Efforts to correlate biochemical, cellular, and molecular characteristics of ZSD patients to their clinical outcome, mainly in terms of survival, have provided valuable information. Gootjes et al suggested that DHAPAT and C26:0 β-oxidation activity are predictors of survival in patients with a ZSD. However, these measurements in cultured skin fibroblasts could only be used to roughly predict survival of <1 year or >5 years (Gootjes et al 2002). Despite these associations, prediction of prognosis remains challenging and is influenced by many other variables (e.g., quality of supportive care). We evaluated how the parameters of peroxisomal dysfunction relate to disease severity and long-term progression. We noticed higher levels of abnormal peroxisomal metabolites (e.g., DHCA, THCA, and C26:0) in group 2 during childhood, but there were no differences in adulthood. Concentrations of pipecolic acid were higher in those patients with a progressive disease course. Patients in group 2 had higher levels of C26:0 in plasma than patients in group 1 throughout life (Fig. 1d). Ferdinandusse et al reported that C27-bile acid intermediates (DHCA/THCA) induce apoptosis, decrease cell viability and are more toxic than C24-bile acids (Ferdinandusse et al 2009). It is noteworthy that the most severely affected patient (18) had extremely high plasma levels of DHCA and THCA ranging from 50 to 130 μmol/l in the first year of life. The patients with a less severe phenotype presented with DHCA and THCA levels of approximately 10 and 2 μmol/l, respectively. However, on the basis of the present study, we were unable to identify a correlation between the concentration of abnormal peroxisomal metabolites, skin fibroblast data and the severity of the clinical phenotype or progression of the disease. The metabolites measured in plasma probably do not reflect the level of accumulation in organs. This suggests that the wide spectrum of clinical presentations may be related to varying amounts of residual peroxisomal enzymatic activities in target tissue. Further studies are therefore required to determine the precise role of the peroxisomal biomarkers in the pathogenesis of ZSDs. The recently constructed PEX1 mouse model (Hiebler et al 2014) may be a valid model to study these relations.

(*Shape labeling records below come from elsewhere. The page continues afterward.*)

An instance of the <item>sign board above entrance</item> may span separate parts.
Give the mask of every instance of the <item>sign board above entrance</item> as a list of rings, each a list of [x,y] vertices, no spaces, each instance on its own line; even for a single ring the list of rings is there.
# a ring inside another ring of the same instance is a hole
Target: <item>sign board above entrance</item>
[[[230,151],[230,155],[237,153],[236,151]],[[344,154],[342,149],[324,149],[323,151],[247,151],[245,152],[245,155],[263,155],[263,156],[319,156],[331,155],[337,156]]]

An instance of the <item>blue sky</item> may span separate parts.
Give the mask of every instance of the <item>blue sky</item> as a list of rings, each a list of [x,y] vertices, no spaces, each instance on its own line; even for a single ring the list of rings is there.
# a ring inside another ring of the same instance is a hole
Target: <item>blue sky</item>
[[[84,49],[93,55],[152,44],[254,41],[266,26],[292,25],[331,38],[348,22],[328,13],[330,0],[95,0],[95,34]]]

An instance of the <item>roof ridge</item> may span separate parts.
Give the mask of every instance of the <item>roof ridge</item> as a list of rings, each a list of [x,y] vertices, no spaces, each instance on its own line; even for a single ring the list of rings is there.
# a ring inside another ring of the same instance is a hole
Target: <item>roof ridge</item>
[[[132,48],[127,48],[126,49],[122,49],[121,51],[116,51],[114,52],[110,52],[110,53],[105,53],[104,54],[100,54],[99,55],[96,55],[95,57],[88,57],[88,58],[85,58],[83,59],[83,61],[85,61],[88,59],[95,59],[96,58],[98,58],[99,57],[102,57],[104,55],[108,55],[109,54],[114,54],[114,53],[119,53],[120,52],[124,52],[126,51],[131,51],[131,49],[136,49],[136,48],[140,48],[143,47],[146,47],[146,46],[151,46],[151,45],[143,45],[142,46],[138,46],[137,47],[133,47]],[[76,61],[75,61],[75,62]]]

In summary, we describe the natural history of a cohort of ZSD patients who reached adulthood and represent a distinct subgroup within the ZSDs. A high percentage of patients show pyramidal symptoms with or without peripheral neuropathy. Some patients with prolonged survival present an insidiously progressive disease course, despite normalization of biomarkers for peroxisomal disease measured in plasma and erythrocytes. This study emphasizes that ZSDs should no longer be considered solely as a paediatric disease, but rather as a slowly progressive disease with patients surviving into adulthood. This study is important for the interpretation of future therapeutic trials and for those involved in the clinical care of adult patients.